So I was reading a story by Nate Ryan on the USA Today Internet site about Danica Patrick maybe driving for Dale Earnhardt Jr.’s team in the NASCAR Nationwide Series next year when I came across this paragraph:
"Earnhardt is (also) high on ARCA driver Steve Arpin, who finished seventh in ARCA points this season. A recent win by Arpin at a short track in Missouri impressed Cup driver Carl Edwards, who (told Earnhardt) that Arpin ‘jumped into a car that looked beat on and he made the rest of the guys look like they were tied to a tree.’ "
My goodness! Could this be the Steve Arpin of Fort Frances, Ont., which has a population of – what? – 8,000 and yet’s produced such famous people as politician Howard Hampton and hockey players Dave and Mike Allison and Neil and Tim Sheehy, among others?
The Steve Arpin, who’s been tearing up the speedways of northwestern Ontario, Manitoba and the American border states of Wisconsin and Minnesota and points south for – well – years?
Turns out it is – and it’s just possible that the little pulp-and-paper town of Fort Frances is on the brink of producing its first NASCAR Sprint Cup driver!
I had the pleasure a few days ago of chatting with the 26-year-old Arpin who’s now living in Cornelius, N.C., and working away on sponsorship for the 2010 racing season.
"We – my wife Trina and I – moved down here in February," said Arpin, who embarked on his first professional ARCA stock car season in ‘09 following 10 or so years of apprenticing in open wheel as well as closed-wheel cars in which he’s won just about everything he entered.

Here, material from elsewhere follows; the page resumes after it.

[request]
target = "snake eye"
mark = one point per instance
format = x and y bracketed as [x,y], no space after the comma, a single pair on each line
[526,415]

He was, in no particular order going back to 2001, USAC Silver Crown Series rookie-of-the-year, Minnesota Modified champion, Wissota Heartland champion, North Florida Nationals champion, IMCA Dakota Classic Modified Tour champion, Florida Speedweeks Nationals UMP Modified champion and on and on and on..
Oh, and he was track champion at his local Emo Speedway in 2001 and ‘02 as well as being Polaris Industries snowmobile champion the same two years.
It hasn’t been all smooth-sailing, though. Early in 2008, he suffered severe burns to his hands and thighs after a radiator hose blew and drenched him with boiling water. He was out of racing for two months but he bounced back and had returned to his winning ways by season’s end.
His resiliance and determination got him the ride in the ARCA series this season – where Sprint Cup and Nationwide drivers Scott Speed, Ricky Stenhouse Jr. and Justin Algaier were learning their trade just the year before – and he split the season between Eddie Sharp Racing and Venturini Motorsports.
Now he’s working hand-in-hand with the marketing people at Earnhardt’s company, JR Motorsports, to get the money necessary for a Nationwide Series ride next season.
"It was pretty cool (to read what Earnhardt and Edwards said about him in the USA Today article)," he said. "This is such a great team and organization to be connected with and I hope we can put a program together to do the Nationwide, because that would move me in the direction of the Sprint Cup series, which is where I want to be."
Although Nationwide or the Camping World Truck Series are his immediate goals, Arpin said there is a Plan B in place, if necessary, and that would entail running another season in ARCA with the Venturini team.
"But even if I go Nationwide," he said, "I’m still planning to run the ARCA races at Daytona and Talladega next year."
Arpin said sponsorship opportunities "are looking good but nothing’s signed yet. We’re also actively negotiating with a couple of Canadian companies and, hopefully, something will work out in that area."
Arpin said that to succeed in modern-day motorsport, a driver has to be a winner on the speedway and also have the ability to raise the money necessary to participate. The system is "really designed to weed out the weak," he said. "You have to be strong to survive at this game. Yes, times are tough but all that means is that I have to work harder."
Arpin is not solely dependent on race-driving for his income. A chip off the old block – his father, Chuck, owns and operates Pinewood Sports and Marine back home – he recently went into business for himself. He’s started Arpin Enterprises, in which he builds and sells dirt modified racing cars.
And although he talks a tough game about survival of the fittest, Arpin said he hopes somebody to own and operate his own Sprint Cup team so that he can give young drivers "who can’t afford it a chance at their dreams."
Good luck, Steve. There haven’t been all that many Canadians who’ve made it to the Sprint Cup level of NASCAR so we’ve got our fingers crossed for you.